All of this reads as exciting as it is enlightening, gradually the lady even becomes almost familiar. The exact scientific examination of the genome makes it possible to get a very precise picture of the old woman from Dürrenberg: light eyes, dark skin, dark hair. In the course of the research, there is also a lot of hard evidence and reliable evidence that the deceased must have been a very important person, otherwise this important grave in a prominent location would never have existed. And the many different accessories show that she must have been “a medical expert”, commonly known as a shaman. The fact that 600 years later two deer antler masks were placed near her grave shows that her importance was passed on from generation to generation.

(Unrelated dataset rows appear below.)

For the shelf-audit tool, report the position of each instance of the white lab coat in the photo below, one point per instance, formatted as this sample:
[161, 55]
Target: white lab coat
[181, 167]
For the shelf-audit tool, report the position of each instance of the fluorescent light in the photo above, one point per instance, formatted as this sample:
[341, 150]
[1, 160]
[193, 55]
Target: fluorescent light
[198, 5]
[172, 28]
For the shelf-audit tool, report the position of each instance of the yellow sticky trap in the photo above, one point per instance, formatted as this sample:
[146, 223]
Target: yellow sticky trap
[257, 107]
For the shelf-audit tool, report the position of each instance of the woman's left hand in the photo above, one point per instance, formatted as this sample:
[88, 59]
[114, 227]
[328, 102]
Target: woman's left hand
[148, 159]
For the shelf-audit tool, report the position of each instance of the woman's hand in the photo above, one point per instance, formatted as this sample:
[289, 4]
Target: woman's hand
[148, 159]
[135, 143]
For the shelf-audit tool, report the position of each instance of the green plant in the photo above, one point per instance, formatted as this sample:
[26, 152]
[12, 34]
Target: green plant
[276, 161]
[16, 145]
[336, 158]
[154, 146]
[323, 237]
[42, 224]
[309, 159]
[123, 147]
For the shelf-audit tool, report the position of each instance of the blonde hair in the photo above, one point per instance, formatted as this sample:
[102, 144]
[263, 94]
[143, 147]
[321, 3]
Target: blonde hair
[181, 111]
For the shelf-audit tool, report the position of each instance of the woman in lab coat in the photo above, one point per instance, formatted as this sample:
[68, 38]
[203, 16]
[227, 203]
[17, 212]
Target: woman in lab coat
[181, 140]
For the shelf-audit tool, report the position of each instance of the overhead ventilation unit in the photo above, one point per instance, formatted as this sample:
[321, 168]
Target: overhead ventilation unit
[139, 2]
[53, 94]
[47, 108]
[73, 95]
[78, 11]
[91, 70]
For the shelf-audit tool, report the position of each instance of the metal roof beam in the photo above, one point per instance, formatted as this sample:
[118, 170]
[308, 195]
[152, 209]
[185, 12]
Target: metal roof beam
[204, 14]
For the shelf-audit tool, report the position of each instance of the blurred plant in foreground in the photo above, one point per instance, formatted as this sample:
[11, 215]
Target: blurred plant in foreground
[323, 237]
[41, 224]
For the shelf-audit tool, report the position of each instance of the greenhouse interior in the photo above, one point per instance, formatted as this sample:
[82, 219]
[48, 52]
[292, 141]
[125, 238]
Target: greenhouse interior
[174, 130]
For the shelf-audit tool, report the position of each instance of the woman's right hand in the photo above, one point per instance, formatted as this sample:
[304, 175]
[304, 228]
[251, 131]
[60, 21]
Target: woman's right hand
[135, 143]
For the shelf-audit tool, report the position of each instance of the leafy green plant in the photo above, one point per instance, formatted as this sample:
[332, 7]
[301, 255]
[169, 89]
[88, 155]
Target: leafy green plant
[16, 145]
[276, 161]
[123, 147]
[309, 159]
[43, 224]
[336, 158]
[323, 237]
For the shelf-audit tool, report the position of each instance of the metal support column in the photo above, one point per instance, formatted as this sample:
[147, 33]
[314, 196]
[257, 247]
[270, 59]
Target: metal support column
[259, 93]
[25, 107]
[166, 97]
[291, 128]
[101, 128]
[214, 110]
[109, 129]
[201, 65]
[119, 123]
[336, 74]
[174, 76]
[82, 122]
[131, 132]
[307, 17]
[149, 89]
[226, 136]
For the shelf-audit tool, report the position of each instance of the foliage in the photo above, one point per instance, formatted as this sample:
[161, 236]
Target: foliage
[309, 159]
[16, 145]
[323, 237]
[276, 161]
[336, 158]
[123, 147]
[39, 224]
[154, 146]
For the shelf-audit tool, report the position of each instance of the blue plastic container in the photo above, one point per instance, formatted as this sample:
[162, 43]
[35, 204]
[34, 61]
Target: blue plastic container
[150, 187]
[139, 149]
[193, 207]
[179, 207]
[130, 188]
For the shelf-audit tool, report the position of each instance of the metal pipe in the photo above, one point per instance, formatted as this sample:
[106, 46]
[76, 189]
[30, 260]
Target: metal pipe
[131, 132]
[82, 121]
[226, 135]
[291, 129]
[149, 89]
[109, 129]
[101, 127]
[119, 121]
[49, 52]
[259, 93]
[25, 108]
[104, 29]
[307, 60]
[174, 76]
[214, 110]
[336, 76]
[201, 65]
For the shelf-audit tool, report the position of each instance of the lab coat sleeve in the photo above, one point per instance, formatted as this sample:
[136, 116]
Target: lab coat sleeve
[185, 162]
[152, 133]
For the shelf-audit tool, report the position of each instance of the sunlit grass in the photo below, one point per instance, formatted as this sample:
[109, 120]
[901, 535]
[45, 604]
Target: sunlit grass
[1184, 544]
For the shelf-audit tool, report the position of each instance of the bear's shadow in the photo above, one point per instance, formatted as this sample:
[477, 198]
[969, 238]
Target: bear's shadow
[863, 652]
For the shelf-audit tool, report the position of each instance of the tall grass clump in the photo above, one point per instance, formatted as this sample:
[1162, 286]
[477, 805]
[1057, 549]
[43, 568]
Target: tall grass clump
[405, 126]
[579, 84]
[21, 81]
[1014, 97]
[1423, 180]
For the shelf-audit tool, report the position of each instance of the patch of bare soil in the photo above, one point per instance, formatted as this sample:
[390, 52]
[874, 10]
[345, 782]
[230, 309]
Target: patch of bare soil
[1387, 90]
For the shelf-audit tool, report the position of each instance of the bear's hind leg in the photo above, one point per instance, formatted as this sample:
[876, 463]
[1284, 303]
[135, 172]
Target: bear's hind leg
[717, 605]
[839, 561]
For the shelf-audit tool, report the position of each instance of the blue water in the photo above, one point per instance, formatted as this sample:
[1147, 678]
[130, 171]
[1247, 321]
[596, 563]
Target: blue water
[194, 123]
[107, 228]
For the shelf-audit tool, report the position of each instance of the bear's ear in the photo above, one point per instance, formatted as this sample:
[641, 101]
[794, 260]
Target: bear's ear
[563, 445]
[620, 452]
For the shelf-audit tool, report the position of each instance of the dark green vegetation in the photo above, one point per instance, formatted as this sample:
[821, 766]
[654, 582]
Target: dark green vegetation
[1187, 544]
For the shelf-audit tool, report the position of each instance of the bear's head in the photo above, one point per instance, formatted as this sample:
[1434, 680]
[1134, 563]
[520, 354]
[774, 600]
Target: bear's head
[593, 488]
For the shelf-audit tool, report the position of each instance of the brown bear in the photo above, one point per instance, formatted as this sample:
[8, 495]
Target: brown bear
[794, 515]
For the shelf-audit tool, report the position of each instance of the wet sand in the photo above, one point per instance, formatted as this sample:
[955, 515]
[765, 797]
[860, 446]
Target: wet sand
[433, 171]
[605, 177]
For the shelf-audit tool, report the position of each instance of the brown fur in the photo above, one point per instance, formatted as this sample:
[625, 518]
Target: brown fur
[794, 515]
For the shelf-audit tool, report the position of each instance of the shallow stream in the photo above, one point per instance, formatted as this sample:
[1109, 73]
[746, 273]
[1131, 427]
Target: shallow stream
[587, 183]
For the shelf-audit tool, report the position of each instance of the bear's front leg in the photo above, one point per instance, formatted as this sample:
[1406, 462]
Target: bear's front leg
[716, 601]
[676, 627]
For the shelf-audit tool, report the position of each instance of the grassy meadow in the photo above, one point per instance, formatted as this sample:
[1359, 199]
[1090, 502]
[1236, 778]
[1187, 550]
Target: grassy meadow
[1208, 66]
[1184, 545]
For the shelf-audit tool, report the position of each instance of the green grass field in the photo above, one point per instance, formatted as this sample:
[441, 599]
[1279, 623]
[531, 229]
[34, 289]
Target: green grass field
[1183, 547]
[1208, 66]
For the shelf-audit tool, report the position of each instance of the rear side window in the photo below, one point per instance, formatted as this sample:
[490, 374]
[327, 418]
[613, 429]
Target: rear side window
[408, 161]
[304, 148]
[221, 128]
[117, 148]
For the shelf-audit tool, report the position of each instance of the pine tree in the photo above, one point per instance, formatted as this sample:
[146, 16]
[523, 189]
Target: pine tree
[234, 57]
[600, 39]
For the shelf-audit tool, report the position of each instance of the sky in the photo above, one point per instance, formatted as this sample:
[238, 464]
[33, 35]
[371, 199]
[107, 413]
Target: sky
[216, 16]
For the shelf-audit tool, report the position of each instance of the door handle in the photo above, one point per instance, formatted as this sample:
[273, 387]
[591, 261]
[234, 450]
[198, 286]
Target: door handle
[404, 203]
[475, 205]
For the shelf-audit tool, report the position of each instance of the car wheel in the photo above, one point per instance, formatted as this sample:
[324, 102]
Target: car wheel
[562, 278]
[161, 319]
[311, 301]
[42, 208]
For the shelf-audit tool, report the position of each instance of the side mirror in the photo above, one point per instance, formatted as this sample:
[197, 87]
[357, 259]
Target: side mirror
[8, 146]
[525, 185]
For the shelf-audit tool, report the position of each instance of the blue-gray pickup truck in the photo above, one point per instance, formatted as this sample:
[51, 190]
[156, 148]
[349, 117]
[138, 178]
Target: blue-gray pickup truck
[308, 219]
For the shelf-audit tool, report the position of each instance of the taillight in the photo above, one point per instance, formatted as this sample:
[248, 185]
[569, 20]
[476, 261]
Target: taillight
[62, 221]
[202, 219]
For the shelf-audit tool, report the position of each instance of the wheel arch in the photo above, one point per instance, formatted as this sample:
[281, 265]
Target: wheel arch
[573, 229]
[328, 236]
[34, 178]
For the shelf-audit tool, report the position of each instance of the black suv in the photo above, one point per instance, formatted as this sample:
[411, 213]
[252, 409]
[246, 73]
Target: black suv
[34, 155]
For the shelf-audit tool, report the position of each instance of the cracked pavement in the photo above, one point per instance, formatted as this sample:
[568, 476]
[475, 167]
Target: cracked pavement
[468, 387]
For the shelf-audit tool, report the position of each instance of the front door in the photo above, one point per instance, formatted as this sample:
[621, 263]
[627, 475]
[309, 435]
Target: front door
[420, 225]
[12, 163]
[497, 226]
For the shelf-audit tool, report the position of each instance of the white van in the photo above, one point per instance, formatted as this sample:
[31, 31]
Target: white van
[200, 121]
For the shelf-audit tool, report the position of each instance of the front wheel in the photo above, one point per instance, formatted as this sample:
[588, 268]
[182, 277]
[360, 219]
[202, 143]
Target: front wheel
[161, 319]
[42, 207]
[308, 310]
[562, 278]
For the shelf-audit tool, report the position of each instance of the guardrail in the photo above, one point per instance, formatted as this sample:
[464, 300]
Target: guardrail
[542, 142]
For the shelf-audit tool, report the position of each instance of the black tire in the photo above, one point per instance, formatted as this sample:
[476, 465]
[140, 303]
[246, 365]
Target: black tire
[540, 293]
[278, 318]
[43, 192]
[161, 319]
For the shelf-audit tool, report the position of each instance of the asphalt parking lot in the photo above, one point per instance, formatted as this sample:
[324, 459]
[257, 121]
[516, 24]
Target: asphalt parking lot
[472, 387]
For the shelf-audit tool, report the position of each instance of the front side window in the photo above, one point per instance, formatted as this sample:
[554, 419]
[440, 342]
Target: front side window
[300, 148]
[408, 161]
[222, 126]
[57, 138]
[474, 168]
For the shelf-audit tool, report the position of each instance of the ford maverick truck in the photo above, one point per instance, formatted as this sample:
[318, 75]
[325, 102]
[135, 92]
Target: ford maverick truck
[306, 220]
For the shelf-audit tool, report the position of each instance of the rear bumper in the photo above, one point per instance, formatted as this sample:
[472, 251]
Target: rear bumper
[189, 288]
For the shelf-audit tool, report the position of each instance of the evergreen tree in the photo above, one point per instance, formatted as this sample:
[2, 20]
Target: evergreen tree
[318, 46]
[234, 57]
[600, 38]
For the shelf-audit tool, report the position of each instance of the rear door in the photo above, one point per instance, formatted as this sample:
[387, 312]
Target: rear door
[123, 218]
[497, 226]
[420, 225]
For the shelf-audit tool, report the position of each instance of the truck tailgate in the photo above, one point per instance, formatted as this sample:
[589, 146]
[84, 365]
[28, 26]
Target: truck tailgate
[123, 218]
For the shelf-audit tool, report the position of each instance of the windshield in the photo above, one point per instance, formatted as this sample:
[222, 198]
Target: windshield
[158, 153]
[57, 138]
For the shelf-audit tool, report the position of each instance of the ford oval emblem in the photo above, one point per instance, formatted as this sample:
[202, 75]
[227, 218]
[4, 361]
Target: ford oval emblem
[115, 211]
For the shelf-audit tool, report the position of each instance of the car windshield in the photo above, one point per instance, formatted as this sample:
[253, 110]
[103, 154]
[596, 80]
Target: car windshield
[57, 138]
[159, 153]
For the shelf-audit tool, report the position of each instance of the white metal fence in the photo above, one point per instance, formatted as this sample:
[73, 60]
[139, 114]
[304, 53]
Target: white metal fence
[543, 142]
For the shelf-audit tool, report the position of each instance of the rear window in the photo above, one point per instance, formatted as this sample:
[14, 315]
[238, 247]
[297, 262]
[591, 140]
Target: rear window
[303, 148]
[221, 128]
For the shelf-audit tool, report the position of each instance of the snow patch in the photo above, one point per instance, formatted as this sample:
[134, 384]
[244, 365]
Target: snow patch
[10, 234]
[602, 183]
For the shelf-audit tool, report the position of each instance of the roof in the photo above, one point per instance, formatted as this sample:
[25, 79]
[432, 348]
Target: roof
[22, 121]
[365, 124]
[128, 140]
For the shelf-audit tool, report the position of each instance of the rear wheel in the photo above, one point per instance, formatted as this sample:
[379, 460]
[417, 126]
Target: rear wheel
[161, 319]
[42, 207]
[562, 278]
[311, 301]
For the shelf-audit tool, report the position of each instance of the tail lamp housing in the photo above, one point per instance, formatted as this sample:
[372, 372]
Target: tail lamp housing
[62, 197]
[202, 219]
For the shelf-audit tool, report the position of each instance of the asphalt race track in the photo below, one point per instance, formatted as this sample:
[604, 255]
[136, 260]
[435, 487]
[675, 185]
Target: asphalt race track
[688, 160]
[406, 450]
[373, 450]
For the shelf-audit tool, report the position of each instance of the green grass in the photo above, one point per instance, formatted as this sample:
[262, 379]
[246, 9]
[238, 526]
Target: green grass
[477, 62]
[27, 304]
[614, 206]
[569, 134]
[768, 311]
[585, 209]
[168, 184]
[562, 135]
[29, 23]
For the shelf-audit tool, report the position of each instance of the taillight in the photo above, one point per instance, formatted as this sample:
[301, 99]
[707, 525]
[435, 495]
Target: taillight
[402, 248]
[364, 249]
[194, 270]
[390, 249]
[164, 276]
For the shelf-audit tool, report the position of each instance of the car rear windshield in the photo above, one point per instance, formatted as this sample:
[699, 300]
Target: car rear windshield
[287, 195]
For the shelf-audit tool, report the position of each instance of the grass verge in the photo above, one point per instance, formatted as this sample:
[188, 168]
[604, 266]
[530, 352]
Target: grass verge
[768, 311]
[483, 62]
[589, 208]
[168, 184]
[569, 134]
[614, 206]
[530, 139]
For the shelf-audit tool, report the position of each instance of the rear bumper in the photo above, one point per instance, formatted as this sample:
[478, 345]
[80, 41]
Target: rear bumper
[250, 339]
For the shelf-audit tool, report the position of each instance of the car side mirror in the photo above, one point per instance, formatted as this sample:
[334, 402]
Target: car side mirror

Meller and Michel are also not shy about discussing trance, intoxication, journeys into the afterlife, mind-altering drugs, meditation, spirituality and religion, elements immediately associated with shamanism, promoted in the 1960s by the Romanian religious scholar Mircea Eliade, for example and thus brought it back to life (which, however, had little to do with the Siberian origins of the phenomenon). In this way, the authors move casually from human history to socio-political philosophizing. In other words: The magic of the old lady from Bad Dürrenberg with all her accessories is still working today. And when reading the book, one sometimes feels strangely and concretely what the richly buried woman from the Mesolithic must undoubtedly have had during her lifetime: charisma.

Harald Meller, Kai Michel: The enigma of the shaman: An archaeological journey to our beginnings. Rowohlt Verlag, Hamburg 2022. 368 pages, 28 euros.